One of the first major obstacles I encountered was the fact that we had used Unity's native terrain system to sculpt the world for Re:Fresh. While it was super useful for us to quickly iterate and carve out the environment, when I started looking for tutorials on how to do a dynamic footstep system I wasn't able to find any tutorials for Unity terrain and Wwise. In fact, there were barely any tutorials online for dynamic footstep systems in Unity in general! However I did find a 2 tutorials that I was able to take parts of each of them to create my own system that worked for Re:Fresh.
The first tutorial I found was THIS tutorial by Michael G Wagner of Drexel University. This tutorial was the one that made me realize the problem I was in with Re:Fresh having used Unity terrain. I knew that the idea of checking all the objects the player ran over would be necessary for the placed objects in the world, but it didn't solve my issue for when the player was walking on just the terrain. We had stone, sand, mud, and grass terrain...so how do I solve for all of those different types of materials when it's all just painted terrain?
The next tutorial I found that helped bring all of this together was THIS tutorial by Natty GameDev. It used a raycast to ping to the terrain underneath the player, and combined that with another script that could determine the weight values of the painted terrain to return what painted terrain the player was standing on.
I created scriptable objects for every type of footstep in my switch group in Wwise, and assigned those switches to the scriptable objects. I then combined both tutorials so that when the player was on terrain OR an object the raycast could tell the footstep swapper script to trigger a scriptable object that would then change the switch in Wwise to the corect footstep group. After testing and getting the implementation working correctly, I put the raycast checker on the animation event timeline so the raycast pings only a few frames before foot contact so it's not firing in update and eating into compute resources.

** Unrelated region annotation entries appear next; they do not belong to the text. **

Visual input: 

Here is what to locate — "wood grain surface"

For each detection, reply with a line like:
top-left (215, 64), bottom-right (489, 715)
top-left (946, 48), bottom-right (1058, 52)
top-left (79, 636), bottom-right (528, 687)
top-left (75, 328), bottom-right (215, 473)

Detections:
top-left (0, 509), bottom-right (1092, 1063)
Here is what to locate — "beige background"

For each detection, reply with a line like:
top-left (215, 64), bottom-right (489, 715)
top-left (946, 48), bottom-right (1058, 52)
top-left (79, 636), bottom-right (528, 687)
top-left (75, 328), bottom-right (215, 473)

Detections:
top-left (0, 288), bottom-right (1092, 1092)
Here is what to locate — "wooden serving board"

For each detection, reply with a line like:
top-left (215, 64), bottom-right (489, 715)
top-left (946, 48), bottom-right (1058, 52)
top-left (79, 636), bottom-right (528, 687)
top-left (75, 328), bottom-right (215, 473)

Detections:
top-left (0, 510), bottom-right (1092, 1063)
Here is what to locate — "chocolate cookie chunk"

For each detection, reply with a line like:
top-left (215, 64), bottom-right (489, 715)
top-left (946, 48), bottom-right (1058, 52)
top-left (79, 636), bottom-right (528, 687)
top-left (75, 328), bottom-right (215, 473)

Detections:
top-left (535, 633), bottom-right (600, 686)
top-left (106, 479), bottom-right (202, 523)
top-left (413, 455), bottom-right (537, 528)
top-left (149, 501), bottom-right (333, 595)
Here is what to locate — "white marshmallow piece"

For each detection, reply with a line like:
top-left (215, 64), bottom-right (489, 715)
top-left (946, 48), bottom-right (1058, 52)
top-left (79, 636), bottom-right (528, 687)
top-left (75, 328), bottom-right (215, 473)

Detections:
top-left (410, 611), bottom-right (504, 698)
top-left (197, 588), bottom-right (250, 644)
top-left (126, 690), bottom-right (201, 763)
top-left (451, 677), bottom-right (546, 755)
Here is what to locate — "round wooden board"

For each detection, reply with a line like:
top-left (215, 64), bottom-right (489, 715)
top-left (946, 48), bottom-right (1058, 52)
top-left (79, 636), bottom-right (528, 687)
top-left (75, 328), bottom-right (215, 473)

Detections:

Here is a quick video breaking showing the process created above with some visual representations
Postmortem
I learned so much during the development of this game. Going into the project, I'd worked on only a handful of games, and none of them to the same scope as this project. I learned how I liked to work, what parts of development I enjoy vs parts that are stressful and difficult for myself, and how to work hand in hand with other disciplines to work towards a more cohesive goal. I found out that I personally really enjoy the technical side of audio design/implementation, and struggle a lot with the more creative sound design aspects. However learning this about myself motivated myself to want to become a better sound designer and more rounded developer. This was one of most enjoyable projects I've had the pleasure to work on, and a huge shoutout to the rest of Merge Conflict (Connor, Karina, Jospeh, Ethan, and Melody) for allowing me the opportunity to work on Re:Fresh.